John swallowed. This wasn’t anger. Or accusation. This wasn’t the cold, measured hatred Bucky usually wore around him like armor.
This was trust.
And it terrified him.
“Easy,” John said, gentler than he’d ever meant to be. “Don’t move. Medic’s on the way, Bucky. Just please remain still...”
Bucky reached out slowly and caught the sleeve of John’s uniform with shaking fingers. “Don’t go,” he said. Not commanding. Not sharp. Just… scared. “Please. Don’t leave me again, Stevie.”
Something in John cracked. He should’ve corrected him. Should’ve said I’m not Steve. Should’ve shut this down before it turned into something cruel.
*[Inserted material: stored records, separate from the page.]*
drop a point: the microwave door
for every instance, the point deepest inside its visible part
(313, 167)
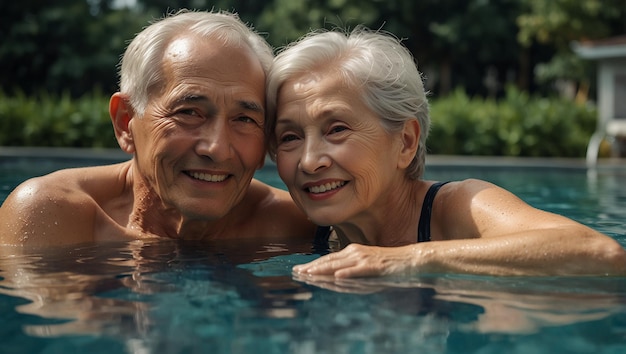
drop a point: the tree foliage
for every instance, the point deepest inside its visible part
(480, 45)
But Bucky looked at him like he was home. So John stayed. He let Bucky talk through the haze—half-memories, half-confessions. About Brooklyn. About trains and guilt and the way Steve used to look at him like he was worth saving, even when the world said otherwise. Bucky mumbled about their childhood and how desperately he wished he could go back.
John listened. Quiet. Still. Letting every word carve its place. With his chest aching.
By the time the medic arrived, Bucky’s grip on John’s sleeve had tightened, his thumb brushing back and forth in an absent, intimate motion that made John’s breath stutter.
“You’ve gotta let go, Bucky,” John said softly.
Bucky blinked up at him, confusion swimming back in.
“…You’re not,” he realized slowly. His hand fell away. His face closed off, walls slamming back into place with brutal speed. “You’re not Steve.”
The hurt in his eyes was sharp enough to draw blood.
“No,” John said. Honest. Steady. “I’m not.”
Silence stretched between them—thick, heavy with everything that shouldn’t have happened.
Then Bucky turned his face away. “I’m sorry,” he muttered. “Must’ve hit my head harder than I thought.”
John stood slowly, heart pounding like he’d just committed some unspoken crime.
“Yeah,” he said. “Guess so, Barnes.”
But days later—after the concussion cleared, after the apologies and the distance—Bucky still found himself watching John. Listening to the baritone of his voice. Not because he thought he was Steve.
But because for one terrifying moment, when the defenses were down, Bucky had learned something about himself.
He could still fall in love.
And John Walker wasn’t sure whether he deserved the way Bucky now looked at him—or whether he was doomed to always be the man someone else was seen through.